Namun... hidupnya sendiri sudah cukup sulit. Sayna terjebak dalam ikatan benang yang berbelit, susah sekali lepas dari sana, sulit menjauhi Giovanni karena dia memang butuh bantuannya.

“Nish, hubungan jarak jauh itu banyak ujian. Dan ini salah satu ujian kita.” Sayna pernah, membeberkan alasan yang begitu kekanakan.

Alasan yang terlalu dibuat-buat untuk mencari pembenaran.

“Sayna, hubungan itu harus dirawat, bukan diuji. Semoga lo ngerti.”

Tetap saja, Sayna tidak punya pilihan lain.
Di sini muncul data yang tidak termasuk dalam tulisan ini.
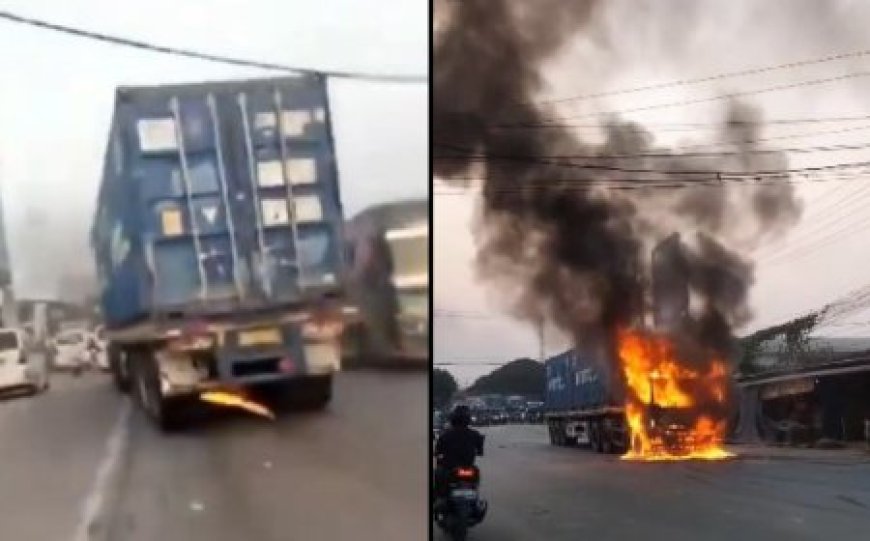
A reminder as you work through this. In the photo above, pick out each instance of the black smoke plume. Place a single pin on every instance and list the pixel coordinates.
(572, 223)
Dia tidak ingin terkucil, tidak mau sendiri di perantauan yang keras ini. Danish pasti tidak mengerti, dia tidak hidup terpisah dengan keluarga, makanya Danish kadang masih susah memakluminya.

“Kita baikan, ya. Sampai jumpa minggu depan. Nanti kita harus jalan-jalan.”

Tidak ada penyelesaian, beberapa pertanyaan masih belum menemukan jawaban. Terutama soal rasa cemburu dan khawatirnya pada Pramudya, si orang ketiga.

Entah, bagaimanapun Danish menyangkal bahwa mereka hanya saudara, Sayna tidak pernah suka. Dia tidak bisa berpikiran sama. Pramudya jelas-jelas suka pada kekasihnya, dan Danish bisa direbut kapan saja.

Sulit sekali percaya bahwa di antara mereka berdua tidak ada apa-apa.

“Say, Sayna? Eleuh, melamun aja atuh kamu teh kenapa?” Sayna tersentak ketika Erwin berjarak sangat dekat dengan wajahnya dan otomatis membuat gadis itu menjauhkan tubuh. Bau parfum Bacarrat pemuda itu cukup menyengat hidung.

“Nggak apa-apa.”

“Kamu sepertinya mah memikirkan kapan jadwal yang baik buat jalan sama aku. Sok atuh, aku siap, Say! Mau di mana? Mau ke mana? Mau berapa klep sperma? Aku siap buat kamu mah.”

“Heh!” Rafika buru-buru mendorong kepala Erwin dengan telunjuknya. Tidak membiarkan pemuda itu menikmati tawa. “Maneh mah kudu diseblok ku cai seblak. Sadar, si Sayna teh udah ada yang punya, anying!”

Uh, sepertinya amarah Rafika kali ini agak berbeda, ini bukan jenis kekesalan biasa. Ada apa di antara mereka berdua?

****

Sebenarnya selama masalah tidak dipermasalahkan, masalah tidak akan menjadi masalah. Danish meyakininya. Apalagi Pramudya bilang kalau ciuman di pipi tidak akan menyebabkan kehamilan, jadi tidak usah berlebihan. Sayna dicium Gio, Danish juga dicium oleh Dya, dan mereka sama-sama bukan pasangan sungguhan. Impas, kan? Atau... Danish hanya sedang cari pembenaran?

Dia juga tidak tahu, sebenarnya tidak mau peduli lagi pada persoalan itu.

“Cewek yang waktu itu ya, Nish?”

Danish mengangguk, siang harinya sepulang kuliah dia habiskan bersama teman-teman di kafe dekat kampus. Arvin pulang ke Jakarta hari ini, meski dia harus kembali ke Bandung sore harinya lagi.

“Yang lo bilang adiknya ipar lo itu, kan?”

“Iya.”

Mereka sedang membicarakan Pramudya.

“Cantik banget gila, makin sini makin cantik aja.” Hamam buka suara, dia lebih sering bertemu dengan Pramudya karena satu dan hal lain, tapi mereka tidak pernah bertegur sapa. Dya bukan orang yang gampang didekati sebenarnya.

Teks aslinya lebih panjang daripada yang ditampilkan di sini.